Corpora: CFP: Layout seminar

Adam Kilgarriff (Adam.Kilgarriff@itri.brighton.ac.uk)
Mon, 25 Jan 1999 10:48:37 +0000 (GMT)

(Apologies to those of you who receive multiple copies of this posting.)

CALL FOR PARTICIPATION:

"Using Layout for the Generation, Understanding or Retrieval
of Documents"

AAAI 1999 Fall Symposium
November 5-7, 1999
Sea Crest Conference Center on Cape Cod
North Falmouth, Massachusetts

Layout clearly plays a role in text comprehension and, concomitantly,
in the way in which text ought to be generated. It also contributes to
the identification of classes of documents (e.g., business letters
versus journal articles versus user manuals), parts of documents
(e.g., the sports pages versus the classified advertisements of a
newspaper) and types of information contained in a document (e.g.,
subsidiary information in footnotes versus primary information in
titles; paragraph breaks as topic breaks). Nevertheless, the issue of
layout has been largely ignored in computational linguistics and
information retrieval: few, if any, natural language generation
systems produce (except in the most rudimentary way) laid-out text;
probably no natural language understanding system includes layout as
an input feature; possibly no information retrieval or information
extraction system makes more than cursory use of layout. Furthermore,
of the growing corpora of on-line texts, none to our knowledge makes
more than a passing stab at including the layout of their source
documents.

The rapidly expanding use of SGML and HTML in source documents is,
however, now making layout a much more accessible feature for study
and for computational treatment than it has been previously, and
therefore increasingly available for use in natural language
processing and information retrieval.

The symposium will provide a discussion forum for emerging work on the
following issues:

- the parameters of layout

- the interactions between layout and
- information structure
- discourse structure
- document structure
- genre
- grammaticality
- punctuation
- referring expressions
- linguistic style

- the influence of layout on text comprehension

- corpus annotation schemes for document layout

- integrating text and graphics in documents

- implementation issues (e.g., treatment of local vs global layout
features; relation between layout realisation and syntactic
realisation).

Submissions
-----------

We invite applications for participation in one of two formats:

- An extended abstract of up to 5 pages describing completed work or
work-in-progress;
- A statement of 1 page describing your interest in this area and
including, where possible, any relevant publications.
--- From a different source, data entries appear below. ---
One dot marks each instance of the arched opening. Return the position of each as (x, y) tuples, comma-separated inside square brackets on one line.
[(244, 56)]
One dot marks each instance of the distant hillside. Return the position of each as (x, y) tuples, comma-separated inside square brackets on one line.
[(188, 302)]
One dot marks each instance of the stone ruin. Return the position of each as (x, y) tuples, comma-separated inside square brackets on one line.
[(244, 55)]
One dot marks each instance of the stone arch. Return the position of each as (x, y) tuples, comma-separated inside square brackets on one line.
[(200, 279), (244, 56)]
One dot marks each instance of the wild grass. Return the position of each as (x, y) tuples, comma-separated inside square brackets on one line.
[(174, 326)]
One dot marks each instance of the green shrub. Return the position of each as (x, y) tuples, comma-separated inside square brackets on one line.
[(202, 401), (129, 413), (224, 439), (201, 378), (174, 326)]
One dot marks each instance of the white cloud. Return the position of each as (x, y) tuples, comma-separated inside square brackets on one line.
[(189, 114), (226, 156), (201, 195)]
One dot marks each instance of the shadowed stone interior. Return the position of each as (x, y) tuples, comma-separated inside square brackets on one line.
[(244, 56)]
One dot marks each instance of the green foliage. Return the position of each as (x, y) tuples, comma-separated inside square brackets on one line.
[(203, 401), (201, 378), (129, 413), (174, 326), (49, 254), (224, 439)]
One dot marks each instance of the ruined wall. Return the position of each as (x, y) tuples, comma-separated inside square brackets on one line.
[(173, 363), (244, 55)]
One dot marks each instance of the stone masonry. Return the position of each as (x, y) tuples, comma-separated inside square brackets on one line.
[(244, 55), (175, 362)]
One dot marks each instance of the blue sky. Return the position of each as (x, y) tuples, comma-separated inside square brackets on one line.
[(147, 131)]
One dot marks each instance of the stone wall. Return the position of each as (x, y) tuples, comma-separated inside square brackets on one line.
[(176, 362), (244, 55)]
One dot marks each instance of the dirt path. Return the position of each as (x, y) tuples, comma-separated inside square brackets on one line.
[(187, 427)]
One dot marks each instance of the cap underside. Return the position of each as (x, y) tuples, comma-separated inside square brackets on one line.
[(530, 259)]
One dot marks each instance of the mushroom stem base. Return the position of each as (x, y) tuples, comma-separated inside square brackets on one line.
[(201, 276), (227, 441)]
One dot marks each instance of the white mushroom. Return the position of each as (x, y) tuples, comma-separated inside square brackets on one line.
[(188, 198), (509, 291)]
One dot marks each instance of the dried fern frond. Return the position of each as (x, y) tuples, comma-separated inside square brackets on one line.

Submissions should be made electronically in one of the following
forms: ASCII, postscript, self-contained LaTeX, HTML or RTF. They are
to be sent to layout-symposium@itri.bton.ac.uk.

The symposium will be limited to between forty and sixty
participants. Working notes will be prepared and distributed to
participants in each symposium. In addition to invited participants, a
limited number of interested parties will be able to register in each
symposium on a first-come, first-served basis. Registration
information will be available in early July at
http://www.aaai.org/Symposia/Fall/1999/fssparticipation-99.html

Submission Dates
----------------

Submissions for the symposia are due March 31, 1999

Notification of acceptance will be given by May 7, 1999

Material to be included in the working notes of the symposium must be
received by August 27, 1999.

Organising Committee
--------------------

John Carroll, University of Sussex;
Robert Dale, Microsoft Research Institute;
Winfried Graf, Kienbaum Management Consultants GmbH;
Matthew Hurst, University of Edinburgh;
Geoff Nunberg, Xerox PARC;
Richard Power (co-chair), University of Brighton;
Donia Scott (co-chair), University of Brighton;
Karen Sparck Jones, Cambridge University.